The US Food and Drug Administration has asked manufacturer Sprout Pharmaceuticals for data on how flibanserin interacts with other medicines and also how it affects driving ability, after around 10% of patients experienced sleepiness while on the drug.

This means that the firm will have to carry out two additional Phase I drug interaction studies and a Phase I driving simulator study, involving around 25-50 healthy volunteers in each, before it can resubmit flibanserin as a once-daily treatment for Hypoactive Sexual Desire Disorder (HSDD) in premenopausal women.

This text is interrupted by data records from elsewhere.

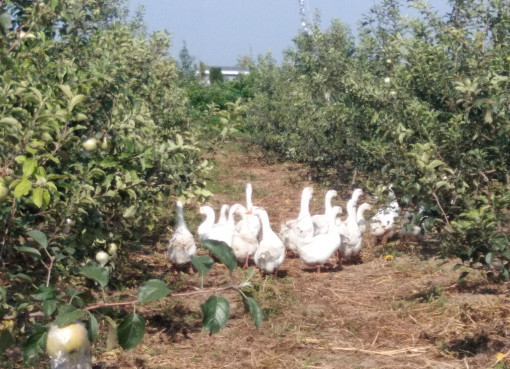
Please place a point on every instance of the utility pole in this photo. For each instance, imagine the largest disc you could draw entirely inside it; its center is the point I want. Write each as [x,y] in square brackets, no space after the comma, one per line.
[304,18]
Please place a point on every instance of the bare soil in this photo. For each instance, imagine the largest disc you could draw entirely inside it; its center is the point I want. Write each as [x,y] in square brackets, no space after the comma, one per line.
[409,312]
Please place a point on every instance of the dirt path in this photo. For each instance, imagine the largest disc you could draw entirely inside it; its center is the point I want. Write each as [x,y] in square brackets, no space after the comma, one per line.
[406,313]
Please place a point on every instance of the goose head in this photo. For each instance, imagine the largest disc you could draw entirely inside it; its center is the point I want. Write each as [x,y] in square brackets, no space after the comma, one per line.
[307,192]
[331,193]
[357,194]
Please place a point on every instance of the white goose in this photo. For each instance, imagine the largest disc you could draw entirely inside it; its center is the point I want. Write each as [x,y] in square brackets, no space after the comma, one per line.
[182,245]
[350,234]
[321,221]
[299,231]
[383,222]
[222,232]
[244,242]
[360,217]
[271,251]
[223,214]
[321,247]
[356,194]
[253,221]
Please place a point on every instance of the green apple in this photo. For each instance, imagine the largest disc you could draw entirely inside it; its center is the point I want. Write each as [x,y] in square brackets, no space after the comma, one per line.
[90,145]
[4,192]
[102,258]
[112,249]
[67,340]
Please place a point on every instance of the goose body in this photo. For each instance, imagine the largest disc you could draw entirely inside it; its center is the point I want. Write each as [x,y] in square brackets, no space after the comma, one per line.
[350,233]
[253,222]
[356,194]
[360,217]
[182,245]
[271,251]
[244,241]
[223,215]
[217,232]
[321,247]
[321,221]
[383,222]
[300,231]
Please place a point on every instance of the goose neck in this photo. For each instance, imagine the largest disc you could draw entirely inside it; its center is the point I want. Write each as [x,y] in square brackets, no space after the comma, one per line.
[249,191]
[305,206]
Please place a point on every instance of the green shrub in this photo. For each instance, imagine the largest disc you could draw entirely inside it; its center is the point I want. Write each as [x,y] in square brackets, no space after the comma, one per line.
[421,103]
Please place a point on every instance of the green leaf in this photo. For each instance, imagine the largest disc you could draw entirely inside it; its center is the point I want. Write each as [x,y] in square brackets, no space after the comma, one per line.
[112,340]
[251,274]
[35,344]
[39,237]
[222,252]
[489,258]
[179,140]
[12,122]
[202,263]
[435,163]
[49,307]
[152,290]
[96,273]
[53,5]
[253,307]
[441,184]
[216,312]
[108,163]
[23,188]
[6,340]
[80,117]
[67,90]
[92,327]
[131,331]
[76,100]
[131,211]
[38,196]
[29,167]
[68,314]
[30,251]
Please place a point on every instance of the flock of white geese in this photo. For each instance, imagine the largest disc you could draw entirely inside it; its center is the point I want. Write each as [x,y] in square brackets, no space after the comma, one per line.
[314,238]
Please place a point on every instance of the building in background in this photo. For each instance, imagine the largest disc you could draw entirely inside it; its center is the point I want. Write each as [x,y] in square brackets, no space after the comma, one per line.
[228,73]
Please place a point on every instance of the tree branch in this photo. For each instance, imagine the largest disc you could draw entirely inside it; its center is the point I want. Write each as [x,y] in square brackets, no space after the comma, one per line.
[441,208]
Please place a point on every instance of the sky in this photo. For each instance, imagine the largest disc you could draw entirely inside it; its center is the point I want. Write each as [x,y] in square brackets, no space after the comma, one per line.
[217,32]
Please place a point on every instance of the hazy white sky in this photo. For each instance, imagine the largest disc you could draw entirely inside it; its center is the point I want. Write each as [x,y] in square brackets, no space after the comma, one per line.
[219,31]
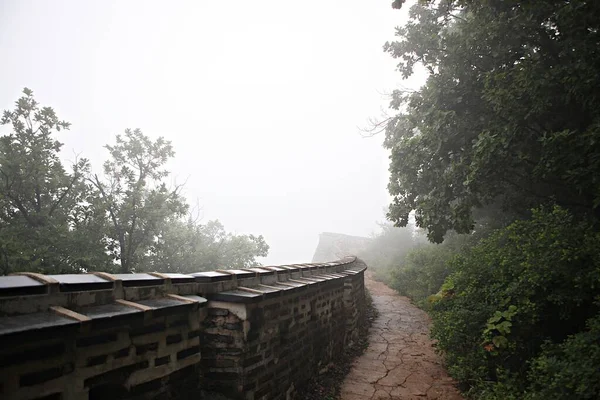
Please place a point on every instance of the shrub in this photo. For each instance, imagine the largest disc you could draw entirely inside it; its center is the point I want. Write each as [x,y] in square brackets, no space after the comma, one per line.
[531,283]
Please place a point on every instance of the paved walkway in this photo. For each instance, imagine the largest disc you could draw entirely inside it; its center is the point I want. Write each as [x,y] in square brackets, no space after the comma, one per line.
[400,362]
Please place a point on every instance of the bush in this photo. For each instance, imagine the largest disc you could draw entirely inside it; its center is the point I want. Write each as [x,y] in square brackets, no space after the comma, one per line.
[510,298]
[570,370]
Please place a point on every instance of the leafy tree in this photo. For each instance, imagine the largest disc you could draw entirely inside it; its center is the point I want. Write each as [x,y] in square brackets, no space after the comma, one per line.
[185,246]
[509,115]
[38,197]
[135,198]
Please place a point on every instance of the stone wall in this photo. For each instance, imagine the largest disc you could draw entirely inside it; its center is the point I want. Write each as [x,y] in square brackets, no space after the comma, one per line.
[237,334]
[336,245]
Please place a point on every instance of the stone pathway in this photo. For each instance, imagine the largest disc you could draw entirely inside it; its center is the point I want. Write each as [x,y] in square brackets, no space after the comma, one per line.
[400,362]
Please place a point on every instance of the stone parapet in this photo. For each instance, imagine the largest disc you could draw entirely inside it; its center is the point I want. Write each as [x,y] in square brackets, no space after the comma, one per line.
[253,333]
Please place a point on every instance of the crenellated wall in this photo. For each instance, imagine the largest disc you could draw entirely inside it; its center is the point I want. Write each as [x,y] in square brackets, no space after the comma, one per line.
[248,334]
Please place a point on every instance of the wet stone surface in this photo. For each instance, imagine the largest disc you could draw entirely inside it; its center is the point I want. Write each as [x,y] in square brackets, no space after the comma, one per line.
[400,362]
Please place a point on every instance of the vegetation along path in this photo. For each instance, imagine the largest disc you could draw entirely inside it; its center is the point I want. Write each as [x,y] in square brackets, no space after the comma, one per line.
[400,362]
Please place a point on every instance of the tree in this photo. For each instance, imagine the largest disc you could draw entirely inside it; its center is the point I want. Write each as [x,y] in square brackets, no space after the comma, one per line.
[135,198]
[185,246]
[38,197]
[509,115]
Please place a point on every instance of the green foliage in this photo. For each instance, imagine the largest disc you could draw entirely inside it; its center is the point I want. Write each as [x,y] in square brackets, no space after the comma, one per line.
[44,225]
[54,221]
[531,283]
[135,197]
[569,370]
[190,247]
[510,113]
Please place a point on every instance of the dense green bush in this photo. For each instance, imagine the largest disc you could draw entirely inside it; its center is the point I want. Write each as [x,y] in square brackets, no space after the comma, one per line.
[511,301]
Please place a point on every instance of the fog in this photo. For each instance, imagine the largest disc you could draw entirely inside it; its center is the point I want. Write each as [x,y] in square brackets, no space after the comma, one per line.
[263,101]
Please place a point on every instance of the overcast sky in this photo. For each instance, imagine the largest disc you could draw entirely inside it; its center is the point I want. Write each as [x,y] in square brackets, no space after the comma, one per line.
[262,99]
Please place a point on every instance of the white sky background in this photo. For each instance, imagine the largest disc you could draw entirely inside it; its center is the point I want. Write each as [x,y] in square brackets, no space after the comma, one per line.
[263,100]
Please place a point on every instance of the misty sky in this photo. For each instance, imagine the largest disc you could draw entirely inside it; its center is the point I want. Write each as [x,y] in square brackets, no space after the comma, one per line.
[263,100]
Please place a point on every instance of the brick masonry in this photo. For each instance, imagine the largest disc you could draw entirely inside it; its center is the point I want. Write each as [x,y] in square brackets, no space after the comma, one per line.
[248,334]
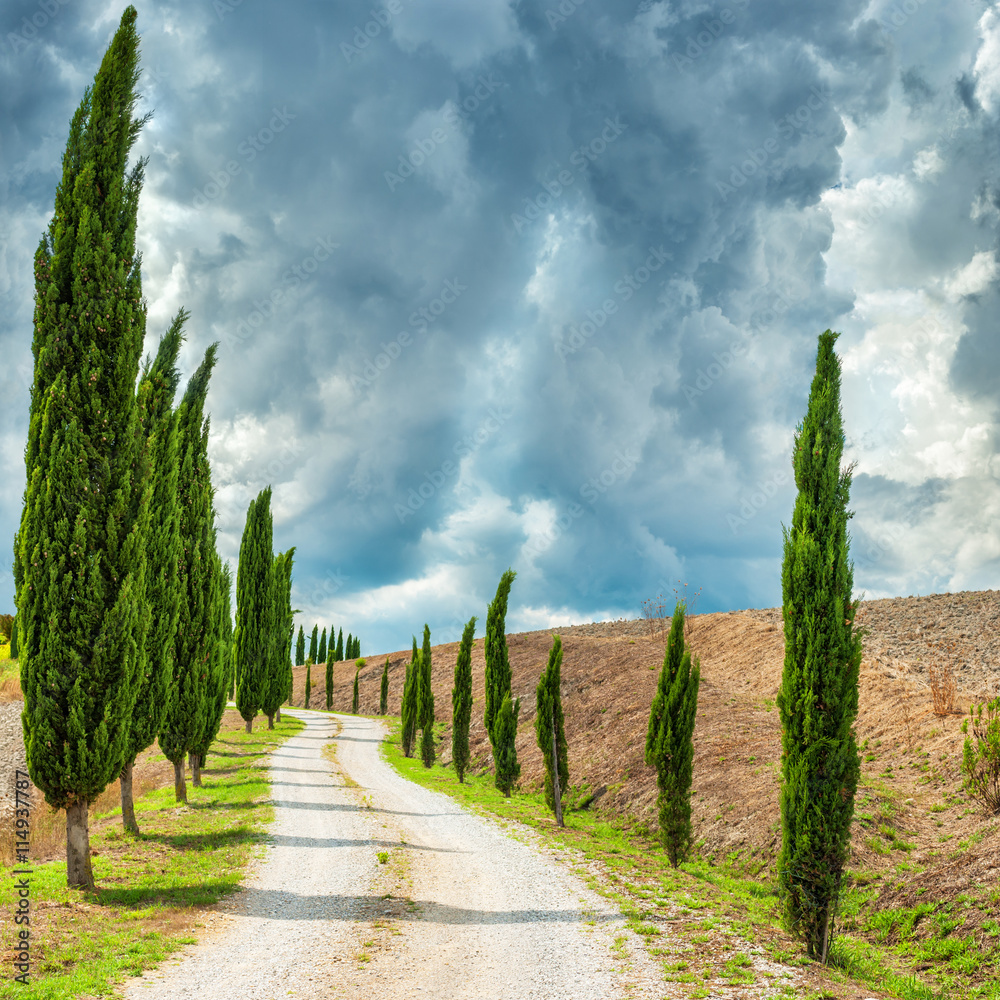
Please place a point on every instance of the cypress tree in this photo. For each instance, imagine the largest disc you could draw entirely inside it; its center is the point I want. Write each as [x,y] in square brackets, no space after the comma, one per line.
[504,749]
[461,702]
[818,698]
[221,667]
[411,706]
[497,662]
[157,388]
[276,681]
[669,745]
[550,731]
[329,682]
[255,624]
[186,714]
[79,554]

The good news, says Sprout, is that additional efficacy studies have not been requested by the regulator, which must come as a great relief given that, back in 2010, an FDA advisory committee voted 10-1 that flibanserin is not effective in increasing female libido.

The FDA's request for additional data and suggested pathway to potential approval comes via a formal dispute resolution filed by Sprout in December, after receiving yet another rejection for the drug, on the basis that the agency was misunderstanding efficacy measures.

Sprout, which bought flibanserin from Boehringer Ingelheim after it was rejected by the FDA in 2011, said it will resubmit the New Drug Application (NDA) by the third quarter.